Anguille alla diossina nel lago di Garda, partono i controlli in tre regioni

anguilla anguille

Nel 2011 un controllo a campione trovo un’alta concentrazione di Pcb e altre diossine nelle anguille locali, portando a un divieto di pesca e consumo. Adesso Veneto, Lombardia e Trentino tornano a verificare la situazione

 

Ricominciare a pescare e mangiare le anguille del lago di Garda, o no. Il verdetto spetterà agli esiti di nuove analisi di laboratorio commissionate su richiesta del ministero della Salute, a ben undici anni di distanza dal divieto che nel 2011, dopo un controllo a campione sul pesce destinato alla vendita e pescato nel Garda aveva rivelato la contaminazione di alcuni esemplari con Pcb e altri inquinanti assimilabili alle diossine.

I controlli andati male

Uno stop che aveva colpito i pescatori del lago e che era stato fatto digerire tramite l’impegno a verifiche periodiche per misurare eventuali miglioramenti. Solo che nel 2013, come riporta il Corriere del Veneto, i risultati dell’analisi a campione erano stati sostanzialmente sovrapponibili a quelli di due anni prima, comportando il prolungamento di due anni del divieto. Neanche il tentativo, nel 2016, di differenziare i campioni tra pesci più grandi e più piccoli, alla ricerca di differenza aveva prodotto risultati positivi: su 90 anguille analizzate, 18 erano risultate contaminate e senza differenze apprezzabili tra la taglia minima commerciabile (50 centimetri) e le più grandi catturate, oltre gli 80 centimetri. Quell’ennesimo rinnovo del divieto ci ha portati ad oggi.

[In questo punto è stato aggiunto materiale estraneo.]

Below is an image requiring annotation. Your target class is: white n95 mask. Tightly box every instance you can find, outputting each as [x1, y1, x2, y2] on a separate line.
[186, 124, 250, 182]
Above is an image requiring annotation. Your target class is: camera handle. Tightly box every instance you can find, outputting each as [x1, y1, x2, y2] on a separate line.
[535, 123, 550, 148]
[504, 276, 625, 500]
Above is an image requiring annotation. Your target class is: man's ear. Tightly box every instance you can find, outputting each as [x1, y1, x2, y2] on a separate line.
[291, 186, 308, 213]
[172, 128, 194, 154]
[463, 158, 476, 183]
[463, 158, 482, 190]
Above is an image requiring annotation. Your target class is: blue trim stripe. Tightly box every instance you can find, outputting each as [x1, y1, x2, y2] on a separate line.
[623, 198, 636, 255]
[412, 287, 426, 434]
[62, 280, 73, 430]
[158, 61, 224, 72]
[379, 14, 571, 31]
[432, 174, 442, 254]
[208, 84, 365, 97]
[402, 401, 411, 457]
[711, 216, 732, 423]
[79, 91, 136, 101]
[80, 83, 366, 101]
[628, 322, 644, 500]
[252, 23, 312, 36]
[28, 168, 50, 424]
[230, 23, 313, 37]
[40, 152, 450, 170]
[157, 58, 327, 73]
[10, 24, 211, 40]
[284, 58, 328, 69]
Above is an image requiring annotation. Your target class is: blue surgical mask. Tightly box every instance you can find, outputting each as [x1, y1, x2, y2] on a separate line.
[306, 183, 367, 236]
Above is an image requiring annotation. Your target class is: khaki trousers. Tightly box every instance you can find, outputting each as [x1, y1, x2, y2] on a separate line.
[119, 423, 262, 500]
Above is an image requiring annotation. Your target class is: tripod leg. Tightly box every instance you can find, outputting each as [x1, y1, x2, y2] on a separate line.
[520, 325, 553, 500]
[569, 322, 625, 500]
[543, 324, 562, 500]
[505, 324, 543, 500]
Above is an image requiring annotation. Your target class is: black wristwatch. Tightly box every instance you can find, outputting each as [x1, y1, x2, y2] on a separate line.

La richiesta del ministero a Veneto, Lombardia e Trentino

Ora il Ministero ha invitato le regioni Veneto e Lombardia e la provincia di Trento a tentare una nuova verifica, che secondo il Corriere è già in corso. In laboratorio finiranno 90 anguille, 30 per classe di dimensione (da 50 a 65, da 65 a 80 e oltre gli 80 centimetri), da catturare nei mesi invernali e primaverili. L’analisi riguarderà solo anguille adulte che si apprestano a lasciare il lago dove sono cresciuti per arrivare con un lungo viaggio fino al Mar dei Sargassi, in pieno oceano Atlantico. I pescatori del lago di Garda incrociano le dita: se l’esito anche questa volta dovesse essere scoraggiante, la prossima verifica non si farà prima di 10 anni.

Perché proprio le anguille

Il perché della presenza così alta di Pcb solo nelle anguille è probabilmente dovuto alla loro longevità e al fatto che mangiano soprattutto altri pesci. Essendo pesci grassi, poi, tendono ad accumulare gli inquinanti appunto nella parte grassa. Purtroppo il lago di Garda ha un tempo di ricambio d’acqua molto lento, addirittura è stimato che ci voglia un secolo per una sostituzione completa dei liquidi nell’invaso.